As you encounter all the joys and pains your new scale brings, make sure you work to preserve the strategic advantages that played a big part in your company’s exponential growth: your workforce and culture.

Culture is the most critical part of your talent strategy when guiding your employees through the stages of rapid company growth. Keeping your people connected to your company’s core values is essential before, after, and – importantly – during the growth period, which itself challenges your company’s beliefs and behavior.

Culture cannot be dictated from the top; it must be integrated into all levels of your management team and down through the rank and file. The best leaders must get comfortable delegating and using technology, group tools and coaching to translate company-level priorities into individual actions and ownership through every echelon of the organization.

Leveraging Technology Tools to Involve Workers in Culture

New technologies emerge every day that offer workers more opportunities to participate actively in a company’s culture. Companies and leaders that successfully marshal these technologies as part of their HR strategy will be the ones to create and grow business value with their culture.

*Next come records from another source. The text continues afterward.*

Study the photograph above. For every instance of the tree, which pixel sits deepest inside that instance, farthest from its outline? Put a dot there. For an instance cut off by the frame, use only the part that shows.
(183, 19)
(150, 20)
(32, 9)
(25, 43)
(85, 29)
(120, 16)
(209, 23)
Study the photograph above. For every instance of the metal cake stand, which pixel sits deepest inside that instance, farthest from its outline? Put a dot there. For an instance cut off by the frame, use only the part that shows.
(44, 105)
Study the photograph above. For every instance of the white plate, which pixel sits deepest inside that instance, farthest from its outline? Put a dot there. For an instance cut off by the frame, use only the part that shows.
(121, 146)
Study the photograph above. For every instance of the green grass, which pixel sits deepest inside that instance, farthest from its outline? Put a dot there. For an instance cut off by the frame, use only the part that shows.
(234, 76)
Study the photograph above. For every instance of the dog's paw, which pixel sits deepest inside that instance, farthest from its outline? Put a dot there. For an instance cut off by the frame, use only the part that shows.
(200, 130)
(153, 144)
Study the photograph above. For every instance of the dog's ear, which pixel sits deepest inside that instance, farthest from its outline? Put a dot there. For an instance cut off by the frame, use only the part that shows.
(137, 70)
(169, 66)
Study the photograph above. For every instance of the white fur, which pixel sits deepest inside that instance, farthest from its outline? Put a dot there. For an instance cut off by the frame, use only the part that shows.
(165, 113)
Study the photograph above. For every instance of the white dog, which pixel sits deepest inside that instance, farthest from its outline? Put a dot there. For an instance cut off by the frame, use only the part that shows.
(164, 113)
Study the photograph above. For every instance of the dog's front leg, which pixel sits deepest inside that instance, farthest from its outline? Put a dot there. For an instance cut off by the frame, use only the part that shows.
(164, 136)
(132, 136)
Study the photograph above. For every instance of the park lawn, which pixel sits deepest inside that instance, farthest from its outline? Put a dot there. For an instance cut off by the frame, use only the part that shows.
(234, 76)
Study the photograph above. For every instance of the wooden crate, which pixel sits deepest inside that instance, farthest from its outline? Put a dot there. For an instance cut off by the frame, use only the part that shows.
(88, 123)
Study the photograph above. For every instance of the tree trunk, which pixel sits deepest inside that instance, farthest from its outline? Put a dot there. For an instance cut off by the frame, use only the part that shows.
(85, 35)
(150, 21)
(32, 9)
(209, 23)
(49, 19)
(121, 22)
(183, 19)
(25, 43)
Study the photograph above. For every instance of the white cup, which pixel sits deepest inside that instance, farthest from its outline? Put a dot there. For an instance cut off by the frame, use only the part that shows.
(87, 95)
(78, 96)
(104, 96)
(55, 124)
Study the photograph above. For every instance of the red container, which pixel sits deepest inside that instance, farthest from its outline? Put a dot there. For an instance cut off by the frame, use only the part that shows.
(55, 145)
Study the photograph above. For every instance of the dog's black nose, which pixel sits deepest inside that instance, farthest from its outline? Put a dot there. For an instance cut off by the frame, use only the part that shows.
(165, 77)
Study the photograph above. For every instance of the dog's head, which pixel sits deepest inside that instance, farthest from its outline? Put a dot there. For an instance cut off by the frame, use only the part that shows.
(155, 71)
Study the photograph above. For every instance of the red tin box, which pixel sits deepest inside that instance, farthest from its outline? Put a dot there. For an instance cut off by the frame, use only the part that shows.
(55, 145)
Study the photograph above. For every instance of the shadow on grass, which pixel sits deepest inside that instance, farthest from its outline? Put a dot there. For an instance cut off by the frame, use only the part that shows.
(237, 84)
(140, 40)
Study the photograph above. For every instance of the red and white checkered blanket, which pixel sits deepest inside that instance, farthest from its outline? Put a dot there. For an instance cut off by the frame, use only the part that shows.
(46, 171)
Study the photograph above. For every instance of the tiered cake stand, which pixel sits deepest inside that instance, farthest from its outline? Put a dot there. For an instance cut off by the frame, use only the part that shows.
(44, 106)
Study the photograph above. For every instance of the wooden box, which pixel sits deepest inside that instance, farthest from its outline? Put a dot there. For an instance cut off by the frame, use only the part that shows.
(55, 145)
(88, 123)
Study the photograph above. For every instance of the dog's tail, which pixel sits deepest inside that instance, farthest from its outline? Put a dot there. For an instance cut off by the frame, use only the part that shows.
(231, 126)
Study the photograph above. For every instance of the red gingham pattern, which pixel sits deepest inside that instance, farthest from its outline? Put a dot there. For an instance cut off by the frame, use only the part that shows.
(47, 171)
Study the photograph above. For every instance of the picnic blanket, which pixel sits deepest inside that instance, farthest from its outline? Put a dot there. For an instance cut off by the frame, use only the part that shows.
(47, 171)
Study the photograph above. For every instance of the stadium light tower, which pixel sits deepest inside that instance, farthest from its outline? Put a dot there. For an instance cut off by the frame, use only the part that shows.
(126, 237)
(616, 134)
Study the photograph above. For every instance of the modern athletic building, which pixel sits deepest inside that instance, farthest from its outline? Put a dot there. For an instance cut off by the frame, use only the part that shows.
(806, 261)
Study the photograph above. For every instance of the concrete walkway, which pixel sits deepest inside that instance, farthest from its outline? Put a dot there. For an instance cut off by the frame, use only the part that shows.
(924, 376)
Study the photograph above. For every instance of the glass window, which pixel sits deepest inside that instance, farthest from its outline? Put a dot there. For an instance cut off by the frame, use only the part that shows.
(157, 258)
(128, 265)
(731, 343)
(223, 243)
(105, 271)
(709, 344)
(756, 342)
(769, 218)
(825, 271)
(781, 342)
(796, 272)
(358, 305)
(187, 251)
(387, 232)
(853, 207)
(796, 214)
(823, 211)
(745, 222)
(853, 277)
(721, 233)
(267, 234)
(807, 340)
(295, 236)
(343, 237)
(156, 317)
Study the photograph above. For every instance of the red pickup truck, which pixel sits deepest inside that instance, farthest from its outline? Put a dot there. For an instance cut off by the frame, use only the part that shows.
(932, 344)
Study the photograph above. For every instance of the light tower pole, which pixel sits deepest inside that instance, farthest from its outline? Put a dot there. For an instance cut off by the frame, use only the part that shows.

No matter what sectors or markets your company targets for expansion, you will still rely on your people to execute your strategy. The right culture combined with that strategy will put you levels ahead of competitors who expect mandates alone to inspire workers to be their best. When all your people drive your culture, you are positioned to make the most of their innovative, collaborative thinking – a resource that executives working in isolation just don’t unlock in the same way.

Preserving Culture Through Structural Transformation

Few companies truly succeed at retaining the uniqueness and value of each organization, while giving all employees reason to buy into the new culture of the combined organization. Historically, strategy mainly existed on paper: spreadsheets, redundancy calculation, analysis of new markets and evaluation of costs to cut. Moving it off the page and into the workplace means a heightened awareness of and attention to people, and how they fit and interact with each other.

The shift from paper to people must happen quickly. While it won’t be effortless, it is worthwhile to ramp up communication efforts discussing the reasons for the combination.  To realize all of the value you intend to create with your growth, you want your people to be as invested in the change as you are and happy about making it happen.